Despite the fact that digital health technologies are starting to demonstrate value, entering an industry as established as healthcare can be tough. 

“Our entrenched business models are very strong. We have been around for over 200 years and our hospitals have figured out revenue models that work and are fine, right?” Dr. Kamal Jethwani, senior director of Partners HealthCare PivotLabs, said during the panel. “So the burden of proof is on the startup to prove that this is better than status quo. And the status quo is actually pretty good. Our efficiency levels are pretty good — if you think about Partners’ hospitals with Harvard-trained doctors, we are providing very good quality of care. To beat that quality of care is actually very difficult.” 

Startups may not be able to come in and shake up an established industry that easily, but Jethwani stressed that collaboration and codesign is one piece of the puzzle to getting that buy-in. He said that at Pivot Labs, 75% of the team’s work is around co-development. The organization works with big pharma, medtech, providers and startups to get ideas flowing between the different innovators. 

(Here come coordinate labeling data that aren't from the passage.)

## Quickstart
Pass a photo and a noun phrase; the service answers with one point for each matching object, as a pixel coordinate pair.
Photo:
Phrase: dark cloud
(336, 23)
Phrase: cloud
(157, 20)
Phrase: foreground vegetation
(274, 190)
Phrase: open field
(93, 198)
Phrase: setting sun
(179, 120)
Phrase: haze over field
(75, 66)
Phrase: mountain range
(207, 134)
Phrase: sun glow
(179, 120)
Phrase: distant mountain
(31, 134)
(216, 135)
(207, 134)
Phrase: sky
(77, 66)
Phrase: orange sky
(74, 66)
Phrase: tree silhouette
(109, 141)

It isn’t just provider innovation organizations seeking collaboration in order to figure out these business models. Payer organizations are also interested in the space. 

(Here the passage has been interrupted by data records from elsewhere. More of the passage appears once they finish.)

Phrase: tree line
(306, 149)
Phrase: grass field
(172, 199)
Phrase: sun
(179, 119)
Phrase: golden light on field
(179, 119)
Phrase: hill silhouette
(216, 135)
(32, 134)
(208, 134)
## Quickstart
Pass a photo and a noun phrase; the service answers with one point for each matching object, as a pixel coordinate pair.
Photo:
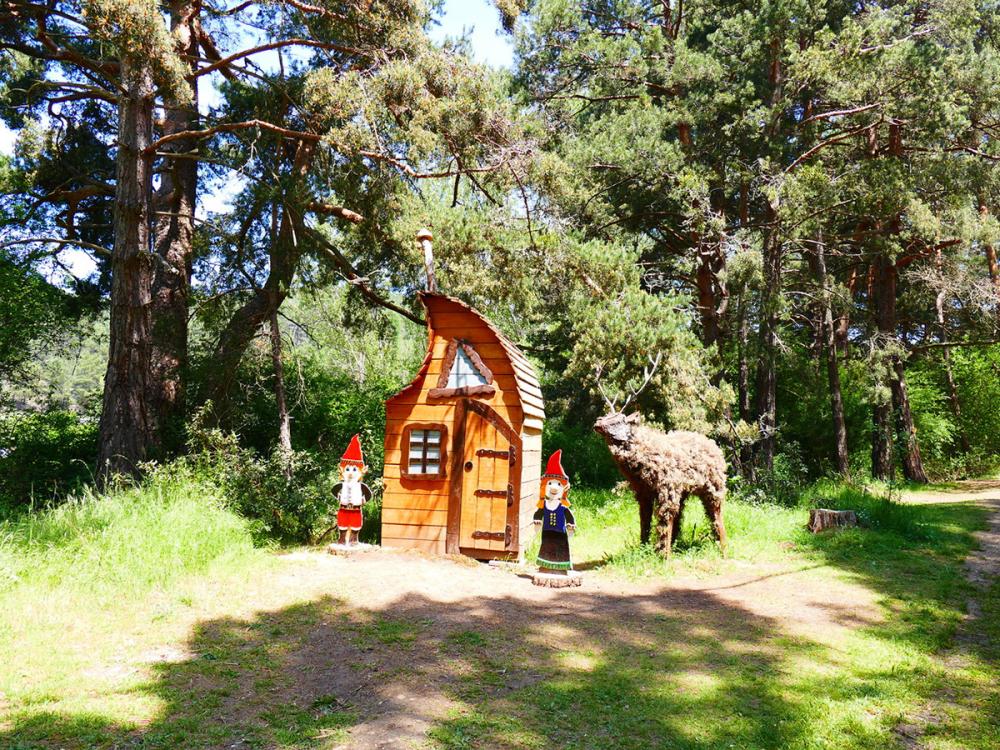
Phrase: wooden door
(488, 479)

“I think another one of the themes is around codesign, co-development and collaboration. Blue Cross Massachusetts has just launched a major 30,000 square foot innovation center called Wellbe and part of the express purposes of that center is to serve as a collaboration center for ideas and action,” Sukanya Soderland, chief strategy officer and SVP of BCBS of Massachusetts, said during the panel. 

Not every idea is going to have a sustainable business model, but that’s OK, Jethwani said. His organization is looking to help companies and stakeholders figure that out early on. 

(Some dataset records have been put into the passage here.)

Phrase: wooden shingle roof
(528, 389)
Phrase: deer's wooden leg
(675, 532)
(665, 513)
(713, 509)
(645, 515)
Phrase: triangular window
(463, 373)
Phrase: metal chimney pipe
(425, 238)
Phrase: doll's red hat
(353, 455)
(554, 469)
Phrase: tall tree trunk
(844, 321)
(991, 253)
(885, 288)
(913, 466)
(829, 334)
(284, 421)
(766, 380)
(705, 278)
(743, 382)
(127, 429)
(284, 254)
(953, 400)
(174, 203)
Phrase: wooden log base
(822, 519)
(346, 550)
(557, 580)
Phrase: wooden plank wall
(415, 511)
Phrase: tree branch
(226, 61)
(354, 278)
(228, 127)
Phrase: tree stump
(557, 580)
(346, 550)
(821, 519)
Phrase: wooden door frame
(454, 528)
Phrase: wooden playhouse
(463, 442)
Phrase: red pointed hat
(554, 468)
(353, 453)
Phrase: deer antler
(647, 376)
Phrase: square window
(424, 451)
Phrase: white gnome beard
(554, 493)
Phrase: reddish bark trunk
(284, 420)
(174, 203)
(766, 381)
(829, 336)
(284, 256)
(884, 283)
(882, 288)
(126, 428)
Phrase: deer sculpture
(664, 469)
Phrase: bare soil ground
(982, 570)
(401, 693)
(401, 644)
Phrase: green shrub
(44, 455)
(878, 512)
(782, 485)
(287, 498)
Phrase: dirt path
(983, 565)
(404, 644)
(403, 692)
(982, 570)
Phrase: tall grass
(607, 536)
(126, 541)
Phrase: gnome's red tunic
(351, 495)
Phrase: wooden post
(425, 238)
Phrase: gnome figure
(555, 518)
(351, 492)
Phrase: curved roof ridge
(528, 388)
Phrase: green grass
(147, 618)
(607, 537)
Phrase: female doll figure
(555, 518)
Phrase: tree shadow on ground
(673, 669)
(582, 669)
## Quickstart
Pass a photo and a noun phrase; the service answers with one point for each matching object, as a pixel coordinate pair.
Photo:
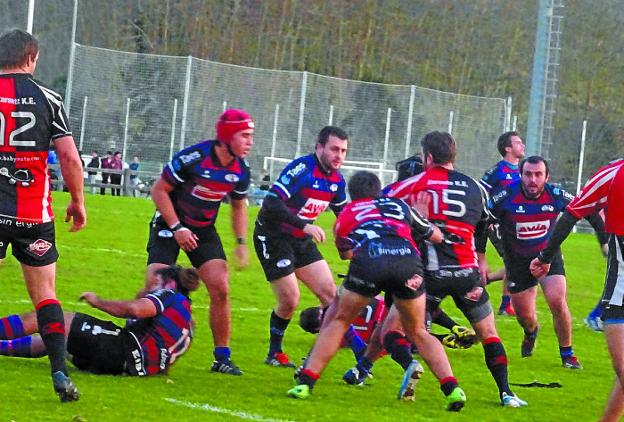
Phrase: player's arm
(71, 169)
(139, 308)
(239, 226)
(160, 195)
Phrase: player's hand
(88, 297)
(187, 240)
(483, 268)
(317, 233)
(421, 203)
(538, 268)
(77, 214)
(242, 256)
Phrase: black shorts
(612, 297)
(96, 346)
(281, 254)
(496, 239)
(162, 248)
(397, 270)
(519, 277)
(33, 244)
(464, 286)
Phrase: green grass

“Not everything that gets validated is commercial ready,” Jethwani said. “So, I want to say in over 50% of cases either the technology or the business model or the need isn’t there yet where someone would find them commercially viable. We think of that failure as a success because we have de-risked this now for someone else, for a VC or a buyer of digital health.”

While ROI is important to both health plans and providers, sometimes the stakeholders are more focused on their own personalized goal. 

“From the employer’s perspective — many of them health is not their business, it is banking or manufacturing — they are coming at this from the standpoint of 'What value is this going to bring to my organization?'” Holly Collinsa, partner at Mercer, said during the panel. “That could be financial ROI. It could just be a different kind of value. It is aligning with some other goal whether it is a healthier workforce or more productive. They are bridging some gap.”

There may not be a one-size-fits-all business model. The questions that stakeholders bring to the table around validation, ROI and value are constantly shifting. However, as a whole the industry is beginning to see the tools as valid. Now it needs to tackle the next steps before implementation. 

“When I joined providers would say, 'Prove to me that digital health works. Prove to me the ROI. Prove to me it is effective,'” Jethwani said. “I did so many randomized trials I can’t even remember. Today no one asks me that question. Today the question they ask is 'Can you prove to me that it is not going to add to my workload?' Because everyone is convinced that it works — they just don’t think the how is figured out yet. So today all of our validation efforts are focused on the provider satisfaction, workload and implementation metrics rather than true clinical outcomes, because people know that is happening.”